面白いのは、よく指摘されることではありますが、カネ余りなのにインフレが起きていないことです。消費者物価は2009年、2.7%上昇しましたが、2010年には1.5%、2011年には3.0%、2020年には1.4%の上昇にとどまっています。この間石油価格は2009年平均が1バレル当たり62ドルで、2011年には92ドルに上がっていますが、2016年には37ドルに暴落し、コロナでの一層の暴落を経たあと、現在68ドル程度に上がっています。要するに、だぶついた金が賃金上昇、消費に向かわなかったこと、モノ・サービスの供給が潤沢であることが、インフレを起こさなかったのでしょうが、今では様々の一時的要因から年率7%近くのインフレに見舞われ、バブルの崩壊が懸念されています。
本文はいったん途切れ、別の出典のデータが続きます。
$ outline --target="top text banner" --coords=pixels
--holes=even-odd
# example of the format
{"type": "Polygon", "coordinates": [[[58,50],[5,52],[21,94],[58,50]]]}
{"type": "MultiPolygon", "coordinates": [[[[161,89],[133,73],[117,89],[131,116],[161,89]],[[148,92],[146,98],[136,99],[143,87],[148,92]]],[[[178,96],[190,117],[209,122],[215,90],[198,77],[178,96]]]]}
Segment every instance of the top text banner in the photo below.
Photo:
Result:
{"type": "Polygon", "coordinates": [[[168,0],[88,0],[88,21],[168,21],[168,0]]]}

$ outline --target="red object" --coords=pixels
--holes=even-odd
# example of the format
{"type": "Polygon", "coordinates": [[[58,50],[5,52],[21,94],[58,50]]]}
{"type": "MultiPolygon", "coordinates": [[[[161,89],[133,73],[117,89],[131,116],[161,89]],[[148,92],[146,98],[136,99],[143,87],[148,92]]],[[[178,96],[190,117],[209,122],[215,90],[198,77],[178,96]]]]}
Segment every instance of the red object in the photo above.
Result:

因みにこの間、金の価格は急上昇のトレンドをたどってきました。ドルの実質価格を示していると言えるでしょう。2009年には1オンス(約30グラム)1200ドルだったのが、2011年には1550ドルと上昇し、その後上下した末2020年には一時1950ドルの高値をつけています。この間、ドルは他の通貨に比べて減価していません。リーマン後の金融緩和は主要国が軒並みやったので、それらの国の通貨は軒並み金に対して減価しました。しかし、インフレは起きていない。何か不思議な。
     
今回、米国のバブルがはじければ、米国、そして他国の経済もこけるでしょう。リーマン危機の際、中国は60兆円相当の内需拡大でしのぎ、それで現在の夜郎自大な尊大さを見せているわけですが、今回米国のバブルがはじけると打てる手は限られているでしょう。米国の市場規模は中国の2.6倍。この市場が一時的にせよ消滅して中国が貿易黒字を稼げなくなると、中国では原価ゼロの国有地にカネをぶちこんで法外な利益をあげる、これまでの成長モデル(いかさまだと思います)が続けられなくなります。
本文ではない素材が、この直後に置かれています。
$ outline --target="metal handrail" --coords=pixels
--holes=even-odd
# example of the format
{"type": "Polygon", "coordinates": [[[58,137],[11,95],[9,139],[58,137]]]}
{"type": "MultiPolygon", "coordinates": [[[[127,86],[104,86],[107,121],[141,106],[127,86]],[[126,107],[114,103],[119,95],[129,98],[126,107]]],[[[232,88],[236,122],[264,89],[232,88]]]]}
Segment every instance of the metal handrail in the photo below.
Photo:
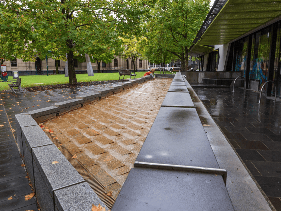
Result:
{"type": "MultiPolygon", "coordinates": [[[[166,72],[167,72],[167,71],[169,71],[169,72],[171,72],[172,73],[172,74],[174,74],[174,75],[175,75],[175,73],[173,73],[172,72],[172,71],[170,71],[170,70],[168,70],[167,69],[167,68],[160,68],[160,74],[161,73],[161,68],[163,68],[163,69],[165,69],[166,70],[166,72]]],[[[163,70],[163,73],[164,73],[164,70],[163,70]]]]}
{"type": "Polygon", "coordinates": [[[244,92],[245,92],[245,93],[246,93],[246,79],[245,79],[245,78],[244,78],[244,77],[243,77],[243,76],[238,76],[238,77],[237,77],[237,78],[236,78],[235,79],[235,80],[234,80],[234,83],[233,83],[233,91],[232,92],[234,92],[234,87],[235,87],[235,81],[236,81],[236,79],[237,79],[237,78],[238,78],[240,77],[241,77],[242,78],[243,78],[244,79],[244,81],[245,81],[245,83],[244,83],[244,88],[245,88],[244,89],[245,90],[245,91],[244,91],[244,92]]]}
{"type": "Polygon", "coordinates": [[[266,84],[267,83],[268,83],[269,82],[272,82],[273,83],[273,84],[274,84],[274,86],[275,87],[275,99],[274,102],[276,102],[276,96],[277,96],[277,87],[276,86],[276,84],[275,84],[275,83],[274,82],[274,81],[273,81],[272,80],[268,80],[263,85],[263,86],[261,87],[261,89],[260,90],[260,100],[259,100],[259,104],[260,104],[260,98],[261,97],[261,93],[262,92],[263,89],[264,88],[264,85],[266,84]]]}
米国のバブルが崩壊すると、お決まりの「米国終焉」、「資本主義終焉」論が出てくるでしょうが、今回も経済危機から真っ先に立ち上がるのは米国になるでしょう。ただ、金融緩和と言うか、政府による消費幇助が先進国で常態になるでしょう。それが、貧者救済にもつながるなら、それでいいのだと思います。生産力が非常に大きくなっていて、多数の人間を養えるようになっているのです。

問題は、危機を繰り返すたびに、市場につぎ込まれる救済資金の量がうなぎのぼりになり、それがまた次のもっと大きなバブルを生むという、いたちごっこになっているということです。ただ、「だからどうした」とも言えるようです。上述のように、リーマンのあと米国ではインフレは起きていません。市場に出回っていたバブルのカネは、インフレを起こすことなしに、自分で収縮して消えてしまったようです。これは多分、モノやサービスの供給が潤沢にあるし、足りなくなれば輸入できるからでしょう。
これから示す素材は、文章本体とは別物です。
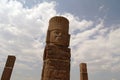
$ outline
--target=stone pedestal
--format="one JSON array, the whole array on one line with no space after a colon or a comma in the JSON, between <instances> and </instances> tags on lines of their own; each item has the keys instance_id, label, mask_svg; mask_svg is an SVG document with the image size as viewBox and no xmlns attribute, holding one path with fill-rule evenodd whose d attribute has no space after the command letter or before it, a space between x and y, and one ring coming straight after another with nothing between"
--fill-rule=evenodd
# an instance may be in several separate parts
<instances>
[{"instance_id":1,"label":"stone pedestal","mask_svg":"<svg viewBox=\"0 0 120 80\"><path fill-rule=\"evenodd\" d=\"M15 60L15 56L8 56L1 80L10 80Z\"/></svg>"},{"instance_id":2,"label":"stone pedestal","mask_svg":"<svg viewBox=\"0 0 120 80\"><path fill-rule=\"evenodd\" d=\"M80 80L88 80L87 64L86 63L80 64Z\"/></svg>"}]
</instances>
途上国はバブル崩壊の大波に翻弄されるでしょうが、国内の貯蓄が大きい先進諸国はこれを乗り切って、次の成長サイクルに進むことができると思います。要は、いろいろなバランス、モノとカネのバランスとか、収入と支出の間の適度のバランスなど、いくつかの重要なバランスを失って経済を停止させてしまうのを防ぐことだと思います。